Becoming aware of the mind’s efforts to “help” and “protect” allow us to explore beyond. We can look at the feelings of anxiety and excitement — the human experience of these two emotions is identical. Elevated heart rate, shortness of breath, extremely dilated or contracted pupils, increased body temperature, a fluttering sensation in the stomach, adrenaline prickling in the fingers. In fact, anxiety is a state of excitement, yet we often consider anxiety “bad” and excitement, “good”. Likewise we can see the similarities between worrying and wishing. Both are fantasizing about for something that hasn’t happened yet. When we worry we are projecting negative fantasies on our future based on current events. When we wish, we are imagining positive outcomes for upcoming choices. Instead of letting the primitive mind drag you back to the depths of its cave by the hair, try shifting language.

“What if this works out better than I imagined?”

“What if it all goes right?”

“What if what I want happens sooner than I think? Am I ready now?”

“What if I have everything I need to become who I want to be?”

“What if they love me as I am?”

“What if I could get anything I wish for?”

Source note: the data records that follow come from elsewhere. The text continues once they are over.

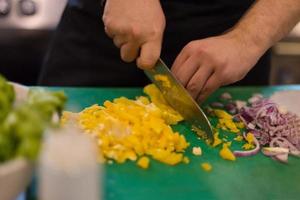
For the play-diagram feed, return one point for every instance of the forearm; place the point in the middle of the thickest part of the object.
(266, 22)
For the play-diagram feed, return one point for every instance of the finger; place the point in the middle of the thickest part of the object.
(108, 32)
(119, 40)
(180, 59)
(196, 83)
(149, 54)
(212, 84)
(129, 52)
(186, 70)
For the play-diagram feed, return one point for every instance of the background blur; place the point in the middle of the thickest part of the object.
(26, 27)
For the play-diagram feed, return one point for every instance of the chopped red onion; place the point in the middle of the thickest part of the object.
(225, 96)
(271, 126)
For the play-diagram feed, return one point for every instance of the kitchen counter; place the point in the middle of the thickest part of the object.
(256, 177)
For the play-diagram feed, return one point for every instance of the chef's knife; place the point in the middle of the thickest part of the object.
(178, 97)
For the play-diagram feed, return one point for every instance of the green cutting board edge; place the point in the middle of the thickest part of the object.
(256, 177)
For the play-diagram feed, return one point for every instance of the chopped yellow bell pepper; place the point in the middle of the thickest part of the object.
(226, 153)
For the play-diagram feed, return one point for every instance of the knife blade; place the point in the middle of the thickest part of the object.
(179, 98)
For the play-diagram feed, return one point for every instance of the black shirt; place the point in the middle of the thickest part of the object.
(81, 54)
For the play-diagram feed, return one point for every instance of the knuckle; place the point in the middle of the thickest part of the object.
(192, 87)
(135, 32)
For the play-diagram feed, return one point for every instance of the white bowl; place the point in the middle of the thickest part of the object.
(15, 174)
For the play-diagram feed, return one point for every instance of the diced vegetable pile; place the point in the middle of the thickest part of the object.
(134, 129)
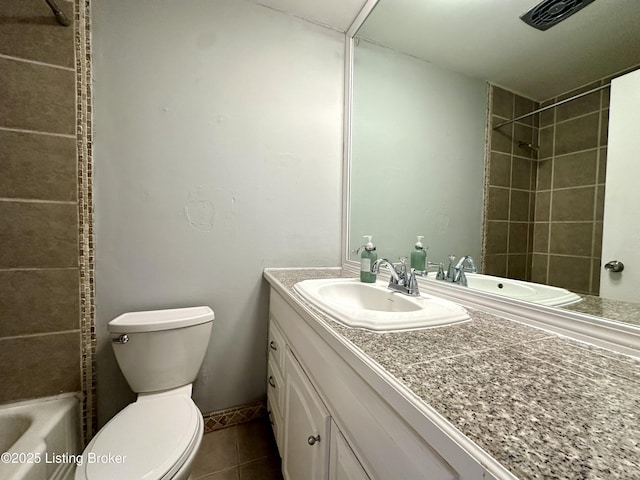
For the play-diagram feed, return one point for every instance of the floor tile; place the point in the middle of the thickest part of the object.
(231, 474)
(255, 440)
(218, 451)
(265, 469)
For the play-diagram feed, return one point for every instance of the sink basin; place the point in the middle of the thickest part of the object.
(373, 306)
(521, 290)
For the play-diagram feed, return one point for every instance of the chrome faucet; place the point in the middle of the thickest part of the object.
(402, 280)
(456, 273)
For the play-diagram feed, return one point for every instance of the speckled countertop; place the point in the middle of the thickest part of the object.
(544, 406)
(626, 312)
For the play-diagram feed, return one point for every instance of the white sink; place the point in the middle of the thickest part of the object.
(373, 306)
(521, 290)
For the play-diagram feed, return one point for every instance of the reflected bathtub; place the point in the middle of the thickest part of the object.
(40, 439)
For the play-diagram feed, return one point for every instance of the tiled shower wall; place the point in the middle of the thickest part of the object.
(545, 204)
(567, 242)
(46, 279)
(510, 187)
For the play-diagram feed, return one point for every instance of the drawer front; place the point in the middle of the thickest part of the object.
(276, 345)
(277, 424)
(275, 387)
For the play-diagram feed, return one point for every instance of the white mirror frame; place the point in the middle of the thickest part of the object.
(620, 337)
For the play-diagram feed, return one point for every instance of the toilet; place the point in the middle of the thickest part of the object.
(158, 436)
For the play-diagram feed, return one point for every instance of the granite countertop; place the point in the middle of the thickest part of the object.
(626, 312)
(542, 405)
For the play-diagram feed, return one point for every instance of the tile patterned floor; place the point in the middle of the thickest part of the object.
(242, 452)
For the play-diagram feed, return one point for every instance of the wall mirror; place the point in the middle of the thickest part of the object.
(430, 80)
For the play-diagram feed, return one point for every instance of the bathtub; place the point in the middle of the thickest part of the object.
(40, 439)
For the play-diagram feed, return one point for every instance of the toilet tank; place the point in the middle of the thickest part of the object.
(161, 349)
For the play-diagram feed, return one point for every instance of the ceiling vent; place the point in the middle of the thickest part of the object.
(546, 14)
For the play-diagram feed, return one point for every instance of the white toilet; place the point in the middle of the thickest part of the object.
(158, 436)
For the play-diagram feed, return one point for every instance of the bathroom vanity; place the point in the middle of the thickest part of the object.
(489, 398)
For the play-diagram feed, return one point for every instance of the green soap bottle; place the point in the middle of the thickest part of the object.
(367, 259)
(419, 256)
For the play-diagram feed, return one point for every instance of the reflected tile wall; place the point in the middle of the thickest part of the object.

The world of possibility that opens up once the upper limit is raised or removed (if that’s even possible), becomes akin to another dimension. No longer bound by self-imposed, cultural or societal restraints, you are free to develop and grow. What’s even more interesting is that there is a booming subculture of people who work to lower the bottom limit — increasing the tolerance to discomfort, pain, and endurance. They take ice baths and cold showers and fast for days and run hundreds of miles without sleep. It is seen as extreme and adventurous and courageous. Lower the bar! Increase the pain threshold! Stay hard! If you apply the pressure to both and move both of those limits outwards, the range of your human experience has multiplied massively. I ask of you, of myself, of all of us — can we dedicate the same care, time and attention to pushing the upper limit higher as well? To spend as much time fantasizing about the best possible outcome as we do worry about the worst case scenario? We are not here to pay bills and die, we are running out of years, if now is not the time to push upwards, then when? What if the possibility for it to all work out is right around the corner?